Google I/O 2013

It was really, really hard to get into Google I/O this year, so a lot of people that wanted to attend the show just couldn’t make it out to San Francisco’s Moscone Center for the event. Geek.com was lucky enough to be on scene, so we made sure to write lots of articles and take lots of pictures to get you up to speed.
The gallery above will give you a quick (well, relative to flying out to San Francisco for three days) walk through of I/O, including the 3+ hour keynote, the Sandbox, the crowds at Moscone, the famed I/O Day 1 after hours event (complete with a Billy Idol concert), and some of the sessions.
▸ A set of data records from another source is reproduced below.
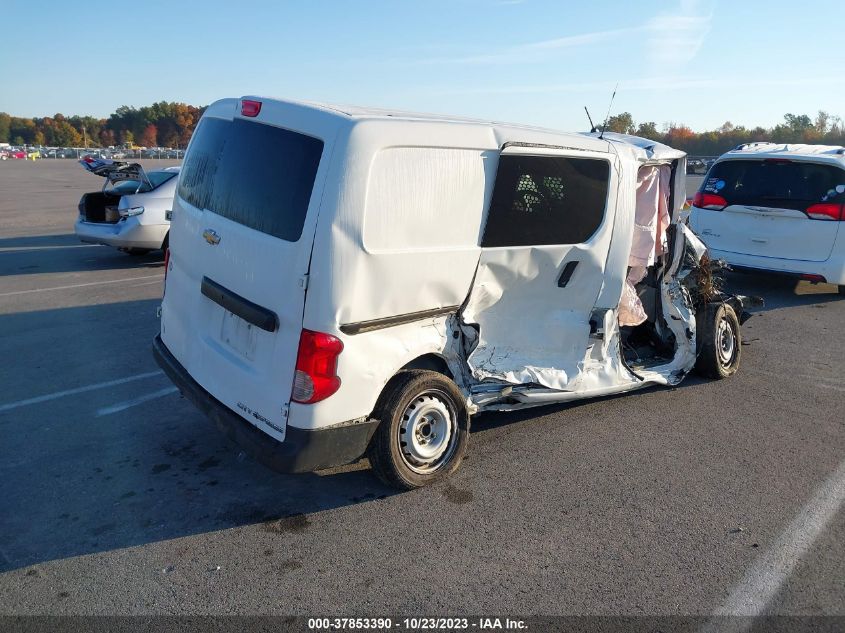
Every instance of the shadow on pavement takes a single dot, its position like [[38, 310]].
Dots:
[[77, 483], [64, 254], [779, 291]]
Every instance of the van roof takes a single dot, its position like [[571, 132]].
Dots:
[[643, 149], [763, 150]]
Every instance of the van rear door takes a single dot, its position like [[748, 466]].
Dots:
[[771, 208], [241, 236]]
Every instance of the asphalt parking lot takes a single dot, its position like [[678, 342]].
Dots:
[[119, 497]]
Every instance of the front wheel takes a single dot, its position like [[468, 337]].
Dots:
[[720, 341], [423, 432]]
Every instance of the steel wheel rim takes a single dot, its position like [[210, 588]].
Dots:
[[725, 342], [427, 432]]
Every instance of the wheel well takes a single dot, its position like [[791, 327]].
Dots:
[[429, 361]]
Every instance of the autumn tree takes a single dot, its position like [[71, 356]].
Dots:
[[149, 138]]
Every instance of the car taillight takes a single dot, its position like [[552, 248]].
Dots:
[[814, 279], [316, 367], [250, 108], [709, 201], [166, 266], [825, 211]]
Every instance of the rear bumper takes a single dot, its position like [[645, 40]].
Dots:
[[832, 269], [128, 233], [303, 450]]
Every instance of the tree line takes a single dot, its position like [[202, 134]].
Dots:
[[162, 124], [824, 129], [166, 124]]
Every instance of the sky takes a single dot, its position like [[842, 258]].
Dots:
[[694, 62]]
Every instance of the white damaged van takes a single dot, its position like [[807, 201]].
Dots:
[[345, 282]]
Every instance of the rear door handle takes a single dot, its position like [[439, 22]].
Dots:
[[566, 275]]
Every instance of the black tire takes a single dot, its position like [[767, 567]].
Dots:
[[431, 395], [719, 341]]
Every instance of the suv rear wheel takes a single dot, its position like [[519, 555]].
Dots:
[[423, 432], [719, 340]]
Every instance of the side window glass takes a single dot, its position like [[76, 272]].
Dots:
[[543, 200]]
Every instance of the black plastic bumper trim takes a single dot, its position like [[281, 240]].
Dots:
[[236, 304], [302, 451], [391, 321]]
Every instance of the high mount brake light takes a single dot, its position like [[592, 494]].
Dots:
[[826, 211], [250, 108], [316, 367], [709, 201]]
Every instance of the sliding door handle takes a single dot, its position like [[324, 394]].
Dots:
[[566, 275]]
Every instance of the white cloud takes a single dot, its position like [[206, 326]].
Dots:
[[534, 51], [657, 84], [675, 37]]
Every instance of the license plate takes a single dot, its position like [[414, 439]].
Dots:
[[239, 335]]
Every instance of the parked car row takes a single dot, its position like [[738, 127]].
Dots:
[[33, 153]]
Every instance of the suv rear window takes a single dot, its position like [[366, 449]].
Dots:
[[777, 183], [254, 174]]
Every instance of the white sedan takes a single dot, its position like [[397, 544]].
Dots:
[[133, 214]]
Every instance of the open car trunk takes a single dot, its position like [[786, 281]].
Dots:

It’s not quite an all access pass, but it’s close enough.
Google Maps DiveAnd — don’t forget — the most important part of I/O after the keynote are those sessions. Google has been excellent about making a large number of them viewable on YouTube, so if you really want to know what happened at Google’s developer conference you should watch as many of those as you can take.
From Maps to Chrome OS right on to Billy Idol, it was a pretty incredible developer conference. There wasn’t much new hardware this year — just the announcement of the Galaxy S4 Google Edition — but we did learn a lot about where Google is now and where the company is headed in the future.
At I/O this year Google set the stage for some big announcements from their developers, an improved Maps, a completely cleaned up Hangouts/instant messaging experience, and a lot more on the practical side. The company also gave us a peak into Google’s research process, how things are developed at the company, and — if nothing else — just how big they are thinking. Glass may have gotten most of the headlines from I/O 2013 but, if anything, it’s important because of how much it tells us about the future of Google.